In comparison to VITT, the development of arterial and venous thromboembolic complications from COVID-19 per se, range between 6% and up to 28%, depending how ill patients are while being hospitalized [13,14]. VITT represents an extremely rare entity but which can be quite severe and worrisome for clinicians, and perhaps, not that “infrequent”.

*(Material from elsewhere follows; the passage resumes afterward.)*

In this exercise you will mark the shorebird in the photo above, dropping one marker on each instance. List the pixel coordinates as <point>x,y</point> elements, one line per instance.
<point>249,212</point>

As of April 12, 2021 the United States (US) health authorities recommended a pause in the use of Johnson & Johnson’s (Janssen) COVID-19 vaccine after 6.8 million doses had been administered in the US, to investigate the occurrence of VITT cases in six women between the ages of 18 and 48 years who got the vaccine and developed symptoms of CVST between six- and thirteen-days post-vaccination, one of whom died [15].
We will definitively continue to be updated and “tuned-up” while further research in critical areas like etiopathogenesis, and emerging therapies for VITT unfolds in this new fascinating but poorly understood arena of clinical thrombosis. Clinicians and researchers should continue to pay special attention not only to the Aztra Zeneca ChAdOx1 nCoV-19 vaccine, but also to other COVID-19 vaccine manufacturers as well.